BURNS: Well, we do, and thanks.

We have to take a break. Back with more with this Christmas weekend, after we tell you this.


BURNS: (VIDEOTAPE) Maplewood, New Jersey: no Christmas carols at school concerts this holiday season, even instrumental concerts.

(VIDEOTAPE) Bay Harbor Islands, Florida: town officials permit a menorah on public property while denying permission for a nativity scene. A woman sues on behalf of the nativity scene and wins.

Jim, stories like this come up every year. My first question is why these [stories] seem to engage the media to the extent that they do. They always take place in relatively small communities, but they get an enormous amount of coverage.

PINKERTON: Well, first of all, there are a lot of them by now. I think what's happened here is that 30 or 40 years ago, a liberal, secular wave went through the law schools and the courts. And they started setting in motion all these losses and all these sort of annihilation of religion in the public square and so on.

And the last 30 or 40 years have been the rollback of that, as— we're talking about the surge in religious feeling that's come along.
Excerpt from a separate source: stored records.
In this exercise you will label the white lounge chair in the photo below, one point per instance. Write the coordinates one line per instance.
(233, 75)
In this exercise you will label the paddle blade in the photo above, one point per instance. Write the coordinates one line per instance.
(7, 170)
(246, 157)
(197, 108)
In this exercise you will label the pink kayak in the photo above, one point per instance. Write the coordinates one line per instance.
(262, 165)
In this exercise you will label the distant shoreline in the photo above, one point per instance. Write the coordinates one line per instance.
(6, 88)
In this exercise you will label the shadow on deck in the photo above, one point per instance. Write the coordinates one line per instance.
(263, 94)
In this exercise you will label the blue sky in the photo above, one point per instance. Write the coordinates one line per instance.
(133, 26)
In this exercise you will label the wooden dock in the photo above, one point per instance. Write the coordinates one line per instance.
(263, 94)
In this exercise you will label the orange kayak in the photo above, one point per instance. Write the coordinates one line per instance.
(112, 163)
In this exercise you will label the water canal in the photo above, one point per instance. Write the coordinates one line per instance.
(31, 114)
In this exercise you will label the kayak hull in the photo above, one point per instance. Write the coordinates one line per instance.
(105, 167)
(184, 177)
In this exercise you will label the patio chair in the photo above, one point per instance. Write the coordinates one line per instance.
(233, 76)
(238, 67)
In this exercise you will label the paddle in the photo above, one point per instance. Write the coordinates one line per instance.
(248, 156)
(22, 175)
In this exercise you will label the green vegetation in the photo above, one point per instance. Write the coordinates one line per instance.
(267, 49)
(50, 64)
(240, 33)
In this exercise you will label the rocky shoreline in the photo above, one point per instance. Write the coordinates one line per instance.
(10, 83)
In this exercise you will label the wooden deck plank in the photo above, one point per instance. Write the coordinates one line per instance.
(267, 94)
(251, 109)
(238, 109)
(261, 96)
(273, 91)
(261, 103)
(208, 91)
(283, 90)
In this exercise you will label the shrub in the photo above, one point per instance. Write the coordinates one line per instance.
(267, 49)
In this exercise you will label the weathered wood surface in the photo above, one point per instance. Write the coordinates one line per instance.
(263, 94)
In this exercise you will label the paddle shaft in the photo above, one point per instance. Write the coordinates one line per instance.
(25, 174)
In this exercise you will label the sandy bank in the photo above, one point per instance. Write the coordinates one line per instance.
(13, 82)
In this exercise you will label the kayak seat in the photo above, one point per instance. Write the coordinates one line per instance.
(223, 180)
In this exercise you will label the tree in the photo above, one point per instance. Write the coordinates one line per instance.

And now people want to put religion back into things. And now there's a major collision between the forces of the seculars and the forces of devotion. And they're fighting it out in the courts.

And of course, it's news, because it's going on everywhere. We'll see Los Angeles County being intimidated into taking away the [cross on their county seal] — their own history of the missions there, with a little cross on it. That's a fight, and it's big news.

GABLER: No question, this is big news. But I think it's interesting the way that the media are covering this story. And it's particularly incendiary this season.

I mean, first of all, we get a number of stories that the "secularists" are out to destroy Christmas. —Well, it seems to me Christmas is thriving pretty well.—But they're trying to light a kind of — of religious Reichstag fire to — to attack un-Christians, of whom there are some in this country, believe it or not, and those Christians, those liberal Christians, who disagree with their point of view.

PINKERTON: Can I just say...

GABLER: Let me just — let me just take one story here that — a story in "Newsday" about the Maplewood situation you were talking about. This is the way—in this story—it's supposedly an objective news story— they talk about the situation. They say "not many are happy about it." Now that's — you know, that's — they're...

BURNS: Happy about the ban of Christmas carols.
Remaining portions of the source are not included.